OS4118 Statistical and Machine Learning

This course introduces students to the art and science of statistical and machine learning to find patterns in large and "Big" data. The focus is on the strengths and weaknesses of learning techniques and their implementation. Fundamental ideas common to learning methods are covered, and supervised/unsupervised techniques are introduced. These techniques include: re-sampling methods, advanced clustering and visualization, tree-based ensembles, stochastic gradient boosting, deep neural networks, auto-encoding and other dimension reduction techniques, and applications to natural language processing. The software package R and high-performance parallel or distributed computing will be used to demonstrate these techniques.

Prerequisite

OA4106 or consent of instructor

Lecture Hours

Lab Hours

Course Learning Outcomes

At the end of this course, students will:

· Recognize the different types of problems faced by analysts of large data sets and the pros and cons of the statistical and machine learning tools used to address them.

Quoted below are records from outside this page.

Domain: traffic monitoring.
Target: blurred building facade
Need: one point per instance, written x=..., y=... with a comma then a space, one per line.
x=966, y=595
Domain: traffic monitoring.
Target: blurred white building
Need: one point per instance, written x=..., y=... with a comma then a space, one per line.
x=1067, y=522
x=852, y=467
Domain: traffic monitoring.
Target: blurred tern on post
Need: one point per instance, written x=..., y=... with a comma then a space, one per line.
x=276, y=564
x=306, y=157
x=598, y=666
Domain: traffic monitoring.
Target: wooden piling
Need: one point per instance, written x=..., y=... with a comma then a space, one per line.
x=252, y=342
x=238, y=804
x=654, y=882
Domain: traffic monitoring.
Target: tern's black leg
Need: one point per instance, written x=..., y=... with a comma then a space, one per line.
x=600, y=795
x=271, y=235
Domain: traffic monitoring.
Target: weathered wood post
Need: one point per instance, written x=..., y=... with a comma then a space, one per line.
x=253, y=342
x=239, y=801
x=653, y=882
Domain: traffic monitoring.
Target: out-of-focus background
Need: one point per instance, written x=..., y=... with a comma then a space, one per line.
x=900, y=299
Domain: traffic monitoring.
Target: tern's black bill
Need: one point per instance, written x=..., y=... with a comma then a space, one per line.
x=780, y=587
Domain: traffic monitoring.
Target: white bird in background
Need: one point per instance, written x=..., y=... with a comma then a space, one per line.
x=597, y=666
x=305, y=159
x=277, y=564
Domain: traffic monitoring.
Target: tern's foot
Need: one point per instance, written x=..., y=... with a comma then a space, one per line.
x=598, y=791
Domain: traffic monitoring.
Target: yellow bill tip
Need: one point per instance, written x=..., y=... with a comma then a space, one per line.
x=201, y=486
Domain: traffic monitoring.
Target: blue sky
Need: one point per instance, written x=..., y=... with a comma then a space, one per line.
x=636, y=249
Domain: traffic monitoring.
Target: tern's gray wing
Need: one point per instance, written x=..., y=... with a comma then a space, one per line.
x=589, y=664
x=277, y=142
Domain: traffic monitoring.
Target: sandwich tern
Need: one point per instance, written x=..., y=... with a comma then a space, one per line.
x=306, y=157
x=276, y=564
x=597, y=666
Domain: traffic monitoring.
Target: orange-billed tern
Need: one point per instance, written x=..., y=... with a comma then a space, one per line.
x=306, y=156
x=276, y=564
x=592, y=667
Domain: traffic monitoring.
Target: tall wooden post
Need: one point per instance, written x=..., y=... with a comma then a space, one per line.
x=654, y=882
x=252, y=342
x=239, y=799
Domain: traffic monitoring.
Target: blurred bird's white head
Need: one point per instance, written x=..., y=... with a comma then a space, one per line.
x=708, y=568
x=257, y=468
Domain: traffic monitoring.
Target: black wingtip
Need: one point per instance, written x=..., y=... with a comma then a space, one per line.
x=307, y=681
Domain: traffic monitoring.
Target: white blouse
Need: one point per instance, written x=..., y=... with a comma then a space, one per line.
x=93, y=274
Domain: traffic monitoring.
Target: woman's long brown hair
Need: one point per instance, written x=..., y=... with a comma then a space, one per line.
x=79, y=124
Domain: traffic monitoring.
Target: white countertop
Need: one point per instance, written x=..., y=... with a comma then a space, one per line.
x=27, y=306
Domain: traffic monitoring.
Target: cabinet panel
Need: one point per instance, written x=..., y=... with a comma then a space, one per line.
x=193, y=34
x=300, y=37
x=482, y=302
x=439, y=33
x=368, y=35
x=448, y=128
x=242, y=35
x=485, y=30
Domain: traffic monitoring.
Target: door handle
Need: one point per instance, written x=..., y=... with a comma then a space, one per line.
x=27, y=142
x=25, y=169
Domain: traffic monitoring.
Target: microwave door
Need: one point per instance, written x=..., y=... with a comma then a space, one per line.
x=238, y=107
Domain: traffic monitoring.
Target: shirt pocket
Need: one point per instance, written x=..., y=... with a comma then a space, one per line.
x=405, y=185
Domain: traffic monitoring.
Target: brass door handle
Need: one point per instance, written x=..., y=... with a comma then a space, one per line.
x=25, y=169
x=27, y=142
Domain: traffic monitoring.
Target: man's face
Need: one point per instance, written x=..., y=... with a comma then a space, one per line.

The data treated will be high dimensional of mixed type to include images and text. In this field, tools, algorithms, how they are implemented, which tools are popular or not, software and hardware change quickly. By gaining an understanding the fundamental ideas common to the core statistical and machine learning tools, and by being exposed to a few special topics that use extensions of these core tools in unexpected ways, the student will be able to:

· Understand new cutting-edge applications based on these techniques and combinations of them.

· Have enough hands-on experience with large data sets and open scalable source software that can be used on a variety of platforms (e.g. Hadoop style clusters) that they will be in a position to use techniques taught in this course and others in their own work environments.